Net als andere coronavirussen, merbecovirussen op een piekeiwit om te binden aan receptoren en gastheercellen binnen te vallen. Letko’s team gebruikte virusachtige deeltjes die alleen het deel van de piek bevatten die verantwoordelijk is voor binding aan receptoren en testte hun vermogen om cellen in het laboratorium te infecteren. Hoewel de meeste merbecovirussen onwaarschijnlijk lijken om mensen te infecteren, bleken HKU5-virussen-die zijn gevonden in Azië, Europa, Afrika en het Midden-Oosten-een gastreceptor die bekend staat als ACE2, hetzelfde dat wordt gebruikt door het meer bekende SARS-CoV-2-virus dat COVID-19 veroorzaakt. Eén klein verschil: HKU5 -virussen kunnen voorlopig alleen het ACE2 -gen in vleermuizen gebruiken, maar gebruiken de menselijke versie niet zo goed.
Onderzoek naar HKU5 -virussen gevonden in Azië, waar hun natuurlijke gastheer de Japanse huisvat is (Pipistrellus abramus)de onderzoekers demonstreerden enkele mutaties in het spike -eiwit die de virussen kunnen binden aan ACE2 -receptoren bij andere soorten, waaronder mensen. Onderzoekers uit een ander onderzoek dat eerder dit jaar uitkwam, analyseerden één HKU5-virus in China dat al is gedocumenteerd om in nerts te zijn gesprongen, waaruit blijkt dat er potentieel is voor deze virussen om soortenbariers te kruisen.

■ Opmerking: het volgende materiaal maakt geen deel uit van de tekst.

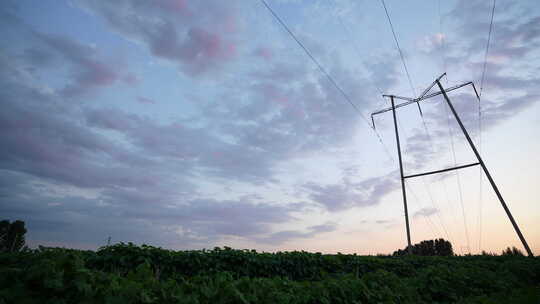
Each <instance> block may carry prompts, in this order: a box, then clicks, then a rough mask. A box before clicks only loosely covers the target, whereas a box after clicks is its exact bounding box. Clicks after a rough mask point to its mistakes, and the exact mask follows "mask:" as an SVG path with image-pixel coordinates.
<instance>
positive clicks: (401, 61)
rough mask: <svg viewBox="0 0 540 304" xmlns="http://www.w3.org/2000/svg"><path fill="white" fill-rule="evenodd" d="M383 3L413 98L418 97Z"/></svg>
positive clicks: (397, 41)
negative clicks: (412, 94)
mask: <svg viewBox="0 0 540 304" xmlns="http://www.w3.org/2000/svg"><path fill="white" fill-rule="evenodd" d="M381 3H382V5H383V7H384V12H385V13H386V18H387V19H388V23H389V24H390V29H391V30H392V35H393V36H394V41H395V42H396V46H397V49H398V51H399V56H400V57H401V62H402V63H403V68H404V69H405V74H407V79H409V85H410V86H411V89H412V92H413V96H416V90H415V89H414V85H413V83H412V80H411V75H410V74H409V69H407V64H406V63H405V58H404V57H403V52H402V51H401V47H400V46H399V42H398V39H397V36H396V32H395V31H394V25H392V20H390V15H389V14H388V9H387V8H386V4H385V3H384V0H381Z"/></svg>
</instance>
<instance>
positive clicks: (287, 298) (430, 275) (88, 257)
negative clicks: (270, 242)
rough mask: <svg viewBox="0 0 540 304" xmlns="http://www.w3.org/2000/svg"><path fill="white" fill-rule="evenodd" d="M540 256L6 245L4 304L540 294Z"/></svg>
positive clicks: (279, 301) (1, 266) (0, 278)
mask: <svg viewBox="0 0 540 304" xmlns="http://www.w3.org/2000/svg"><path fill="white" fill-rule="evenodd" d="M539 284H540V260H539V259H538V258H528V257H519V256H451V257H419V256H405V257H391V256H387V257H386V256H377V257H374V256H358V255H345V254H337V255H328V254H319V253H308V252H279V253H258V252H255V251H250V250H233V249H230V248H223V249H221V248H215V249H213V250H199V251H170V250H164V249H160V248H155V247H150V246H144V245H143V246H135V245H133V244H117V245H113V246H108V247H103V248H101V249H100V250H98V251H95V252H94V251H81V250H72V249H59V248H40V249H37V250H27V251H23V252H16V253H0V303H2V304H8V303H10V304H11V303H111V304H112V303H540V289H539V288H538V287H539Z"/></svg>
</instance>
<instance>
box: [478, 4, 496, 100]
mask: <svg viewBox="0 0 540 304" xmlns="http://www.w3.org/2000/svg"><path fill="white" fill-rule="evenodd" d="M496 2H497V1H496V0H493V6H492V7H491V21H490V22H489V33H488V41H487V43H486V52H485V53H484V66H483V69H482V78H481V79H480V93H479V95H480V97H482V90H483V89H484V77H485V75H486V69H487V55H488V52H489V43H490V42H491V31H492V29H493V16H494V15H495V3H496Z"/></svg>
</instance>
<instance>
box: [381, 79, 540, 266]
mask: <svg viewBox="0 0 540 304" xmlns="http://www.w3.org/2000/svg"><path fill="white" fill-rule="evenodd" d="M445 75H446V73H444V74H442V75H441V76H439V77H438V78H437V79H435V81H434V82H433V83H432V84H431V85H430V86H429V87H428V88H426V89H425V90H424V91H423V92H422V94H420V96H418V97H417V98H409V97H402V96H395V95H383V97H389V98H390V102H391V104H392V106H391V107H390V108H385V109H382V110H379V111H376V112H373V113H372V114H371V121H372V123H373V128H375V120H374V118H373V116H375V115H378V114H382V113H385V112H388V111H392V115H393V118H394V130H395V132H396V142H397V150H398V156H399V171H400V175H401V188H402V193H403V204H404V207H405V223H406V229H407V243H408V248H409V250H408V252H409V254H411V253H412V252H411V249H412V247H411V235H410V230H409V215H408V211H407V196H406V192H405V179H407V178H413V177H418V176H424V175H430V174H437V173H443V172H447V171H452V170H458V169H463V168H468V167H472V166H477V165H480V166H481V167H482V170H483V172H484V174H485V175H486V176H487V178H488V180H489V183H490V184H491V187H492V188H493V191H495V194H496V195H497V198H498V199H499V201H500V203H501V205H502V207H503V209H504V211H505V212H506V215H507V216H508V218H509V219H510V222H511V223H512V226H513V227H514V230H515V231H516V233H517V235H518V237H519V239H520V240H521V243H522V244H523V247H525V250H526V251H527V254H528V255H529V256H530V257H533V256H534V255H533V253H532V251H531V249H530V247H529V245H528V244H527V241H526V240H525V237H524V236H523V234H522V233H521V230H520V229H519V226H518V225H517V223H516V221H515V220H514V217H513V216H512V213H511V212H510V209H508V206H507V205H506V202H505V201H504V199H503V197H502V195H501V193H500V191H499V188H498V187H497V185H496V184H495V181H494V180H493V178H492V177H491V174H490V173H489V171H488V169H487V167H486V165H485V163H484V161H483V159H482V157H481V156H480V153H478V150H477V149H476V146H475V145H474V143H473V141H472V140H471V137H470V136H469V133H468V132H467V130H466V129H465V126H464V125H463V123H462V122H461V119H460V118H459V115H458V114H457V112H456V110H455V109H454V106H453V105H452V103H451V102H450V98H449V97H448V95H447V92H449V91H453V90H457V89H459V88H462V87H464V86H467V85H471V86H472V87H473V89H474V92H475V94H476V97H477V99H478V101H480V97H479V96H478V91H477V90H476V87H475V86H474V83H473V82H471V81H470V82H466V83H463V84H459V85H456V86H453V87H449V88H447V89H444V88H443V86H442V85H441V83H440V80H441V78H442V77H444V76H445ZM435 85H437V87H438V88H439V91H438V92H434V93H430V94H428V93H429V91H430V90H431V89H432V88H433V87H434V86H435ZM441 94H442V95H443V97H444V99H445V101H446V103H447V104H448V107H450V110H451V111H452V114H453V115H454V118H455V119H456V121H457V122H458V124H459V126H460V128H461V131H462V132H463V134H464V135H465V138H466V139H467V142H468V143H469V146H470V147H471V149H472V150H473V152H474V155H475V156H476V159H477V160H478V162H476V163H470V164H465V165H460V166H455V167H450V168H444V169H440V170H435V171H429V172H423V173H417V174H411V175H404V173H403V163H402V159H401V147H400V142H399V135H398V127H397V119H396V109H397V108H400V107H404V106H407V105H410V104H413V103H416V104H417V105H418V109H419V110H420V114H421V115H422V110H421V108H420V101H422V100H425V99H428V98H432V97H435V96H438V95H441ZM394 99H402V100H405V101H406V102H403V103H401V104H398V105H396V104H395V103H394Z"/></svg>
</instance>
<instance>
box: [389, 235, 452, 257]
mask: <svg viewBox="0 0 540 304" xmlns="http://www.w3.org/2000/svg"><path fill="white" fill-rule="evenodd" d="M407 253H408V251H407V248H405V249H399V250H397V251H394V253H393V254H392V255H394V256H401V255H406V254H407ZM412 253H413V254H414V255H424V256H435V255H436V256H451V255H454V250H453V249H452V244H451V243H450V242H449V241H446V240H445V239H436V240H426V241H422V242H420V243H417V244H414V245H413V246H412Z"/></svg>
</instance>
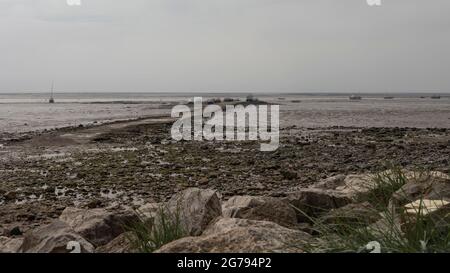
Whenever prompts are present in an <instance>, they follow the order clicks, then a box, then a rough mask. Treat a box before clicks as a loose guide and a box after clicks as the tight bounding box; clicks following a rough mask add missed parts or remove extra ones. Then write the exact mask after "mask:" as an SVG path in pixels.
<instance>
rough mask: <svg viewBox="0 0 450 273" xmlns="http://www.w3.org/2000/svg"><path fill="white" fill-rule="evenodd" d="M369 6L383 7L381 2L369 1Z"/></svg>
mask: <svg viewBox="0 0 450 273" xmlns="http://www.w3.org/2000/svg"><path fill="white" fill-rule="evenodd" d="M367 5H369V6H371V7H379V6H381V0H367Z"/></svg>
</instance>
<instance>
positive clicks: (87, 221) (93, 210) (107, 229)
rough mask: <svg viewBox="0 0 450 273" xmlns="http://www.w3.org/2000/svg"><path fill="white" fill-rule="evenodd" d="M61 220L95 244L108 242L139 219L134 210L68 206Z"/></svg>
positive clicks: (115, 236)
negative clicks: (78, 207)
mask: <svg viewBox="0 0 450 273" xmlns="http://www.w3.org/2000/svg"><path fill="white" fill-rule="evenodd" d="M59 220H61V221H63V222H65V223H67V224H68V225H69V226H70V227H72V228H73V230H74V231H75V232H77V233H79V234H80V235H81V236H83V237H84V238H86V239H87V240H89V242H91V243H92V244H93V245H95V246H101V245H104V244H107V243H108V242H109V241H111V240H112V239H114V238H115V237H117V236H118V235H120V234H121V233H123V232H124V231H125V227H126V226H128V225H130V224H132V223H133V222H134V221H137V220H138V217H137V215H136V214H135V213H134V212H133V211H119V212H114V213H113V212H108V211H106V210H105V209H100V208H98V209H79V208H73V207H67V208H66V209H64V211H63V212H62V213H61V216H60V217H59Z"/></svg>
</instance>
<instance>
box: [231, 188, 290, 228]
mask: <svg viewBox="0 0 450 273" xmlns="http://www.w3.org/2000/svg"><path fill="white" fill-rule="evenodd" d="M222 211H223V215H224V216H225V217H231V218H243V219H250V220H264V221H271V222H275V223H277V224H279V225H281V226H285V227H293V226H295V225H296V224H297V217H296V212H295V210H294V209H293V208H292V206H291V205H290V204H289V203H287V202H284V201H282V200H281V199H278V198H274V197H265V196H248V195H246V196H233V197H231V198H230V199H229V200H228V201H226V202H224V203H223V205H222Z"/></svg>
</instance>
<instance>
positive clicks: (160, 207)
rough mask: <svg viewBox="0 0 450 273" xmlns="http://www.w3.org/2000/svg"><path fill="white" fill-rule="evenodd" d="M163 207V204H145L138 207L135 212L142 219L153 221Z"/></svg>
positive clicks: (163, 204) (157, 203) (155, 203)
mask: <svg viewBox="0 0 450 273" xmlns="http://www.w3.org/2000/svg"><path fill="white" fill-rule="evenodd" d="M164 207H166V205H165V204H164V203H146V204H144V205H142V206H140V207H139V208H138V209H137V210H136V212H137V213H138V215H139V216H140V217H142V218H144V219H154V218H155V217H156V216H157V215H158V212H159V211H160V210H161V209H163V208H164Z"/></svg>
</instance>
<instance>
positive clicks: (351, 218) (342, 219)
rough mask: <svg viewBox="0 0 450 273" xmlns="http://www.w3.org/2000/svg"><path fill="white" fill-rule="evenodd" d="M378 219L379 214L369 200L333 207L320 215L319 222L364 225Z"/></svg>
mask: <svg viewBox="0 0 450 273" xmlns="http://www.w3.org/2000/svg"><path fill="white" fill-rule="evenodd" d="M380 219H381V216H380V214H379V213H378V212H377V211H376V210H375V208H373V206H372V205H371V204H370V203H369V202H363V203H358V204H348V205H345V206H343V207H340V208H337V209H333V210H331V211H329V212H327V213H325V214H324V215H322V216H321V217H320V219H319V222H320V223H321V224H335V225H352V226H356V225H362V226H366V225H369V224H372V223H375V222H377V221H378V220H380Z"/></svg>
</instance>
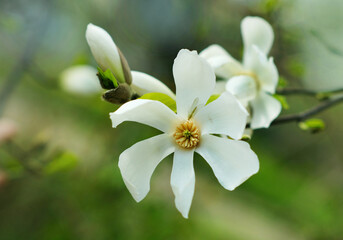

“Deze virussen zijn zo nauw verwant aan MERS, dus we moeten ons zorgen maken als ze ooit mensen infecteren,” zei Letko. “Hoewel er nog geen bewijs is dat ze mensen zijn overgestoken, is het potentieel er – en dat maakt hen het bekijken waard.”
Het team gebruikte ook kunstmatige intelligentie om de virussen te verkennen. WSU -postdoctorale onderzoeker Victoria Jefferson gebruikte een programma genaamd Alphafold 3 om te modelleren hoe het HKU5 -piekeiwit bindt aan ACE2 op moleculair niveau, wat zou kunnen helpen een beter begrip te geven van hoe antilichamen de infectie kunnen blokkeren of hoe het virus zou kunnen muteren.
Tot dit punt vereiste een dergelijke structurele analyse maanden van laboratoriumwerk en gespecialiseerde apparatuur. Met Alphafold genereerde Jefferson in minuten nauwkeurige voorspellingen. De resultaten kwamen overeen met die recentelijk gedocumenteerd door een onderzoeksteam dat traditionele benaderingen gebruikte.
Letko merkte op dat de studie en de methoden ervan konden worden gebruikt voor toekomstige onderzoeksprojecten en helpen bij de ontwikkeling van nieuwe vaccins en behandelingen.
Het onderzoek werd gefinancierd via een onderzoeksprojectsubsidie van de National Institutes of Health. Het werk van Jefferson werd ondersteund door een NIH T32 -trainingssubsidie.